The fire fest continues as strangers, neighbours, and friends come together in small groups to set friendship lanterns alight—our own icy-cold version of a full moon party. Flashes of green, yellow, and pink slowly ascend into the midnight blue sky, and for a moment the party is put on hold as we collectively look up, faces aflame, eyes aglow, silent in awe at the spectacle around us.

Then it’s back into the yurts for some music. We peel off our parkas and toques, grinding into the shifting snow floor below our feet. In 2014, Yurt Fest features a live performance for the first time, courtesy of Toronto rapper Rich Kidd, who spends most of the night in a full sealskin coat. Rich Kidd’s intimate performance at times blends freestyle raps with traditional Inuit throat singing, a testament to the North-meets-South fusion that is characteristic of Iqaluit’s social fabric.

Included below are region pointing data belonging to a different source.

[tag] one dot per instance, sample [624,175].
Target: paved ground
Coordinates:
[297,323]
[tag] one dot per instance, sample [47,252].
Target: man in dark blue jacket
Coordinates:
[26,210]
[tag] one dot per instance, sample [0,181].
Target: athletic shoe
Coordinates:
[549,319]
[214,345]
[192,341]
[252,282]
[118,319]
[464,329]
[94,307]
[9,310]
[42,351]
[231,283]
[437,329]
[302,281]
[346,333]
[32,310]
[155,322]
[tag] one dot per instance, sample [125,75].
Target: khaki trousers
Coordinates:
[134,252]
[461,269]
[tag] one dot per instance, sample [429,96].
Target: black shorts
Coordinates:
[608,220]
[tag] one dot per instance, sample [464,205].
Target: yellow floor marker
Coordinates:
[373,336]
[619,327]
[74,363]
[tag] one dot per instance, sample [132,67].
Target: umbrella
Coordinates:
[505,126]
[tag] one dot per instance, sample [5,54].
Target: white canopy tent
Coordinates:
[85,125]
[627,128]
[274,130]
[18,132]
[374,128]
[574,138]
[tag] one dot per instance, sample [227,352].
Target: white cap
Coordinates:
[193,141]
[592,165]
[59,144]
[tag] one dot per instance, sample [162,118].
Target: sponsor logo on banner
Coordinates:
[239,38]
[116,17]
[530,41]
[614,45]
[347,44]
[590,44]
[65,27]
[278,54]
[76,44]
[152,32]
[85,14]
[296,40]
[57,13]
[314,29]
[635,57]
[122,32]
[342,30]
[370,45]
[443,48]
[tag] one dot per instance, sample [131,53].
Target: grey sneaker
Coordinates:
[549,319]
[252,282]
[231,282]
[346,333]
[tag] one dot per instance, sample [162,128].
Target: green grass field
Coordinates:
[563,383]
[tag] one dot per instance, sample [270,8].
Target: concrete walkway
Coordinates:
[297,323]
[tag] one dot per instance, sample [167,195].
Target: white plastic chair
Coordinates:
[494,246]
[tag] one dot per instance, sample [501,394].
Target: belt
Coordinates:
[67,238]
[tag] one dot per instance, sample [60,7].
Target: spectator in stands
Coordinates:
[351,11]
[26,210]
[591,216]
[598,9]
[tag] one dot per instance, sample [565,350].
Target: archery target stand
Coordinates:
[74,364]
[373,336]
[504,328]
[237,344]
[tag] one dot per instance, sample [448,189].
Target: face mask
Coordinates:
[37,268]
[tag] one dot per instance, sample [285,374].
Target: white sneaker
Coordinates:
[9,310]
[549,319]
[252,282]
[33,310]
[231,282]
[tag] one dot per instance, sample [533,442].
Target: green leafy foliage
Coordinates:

The show is followed by hours and hours of live DJ mixes, bodies and music drifting in and out of the yurts as the sun returns from a brief hiatus. The white light of Iqaluit’s increasingly earlier mornings does little to sober the alcohol-soaked spirits of the crowd; guests remain on the sea ice, mingling, hula hooping, drinking, dancing, until they can no longer warm their feet, hands, and cores with mulled wine or smoke. The Ski-Doo shuttles begin in earnest around 4:00 a.m., although some stay even later.

Steering my snowmobile over the rutted ice towards town, I blink against thick snowflakes that further cloud the already uniform, white landscape. It is as though the sky were conspiring to extinguish the last embers of Yurt Fest, such that you would never know what had occurred just hours before unless you had been there.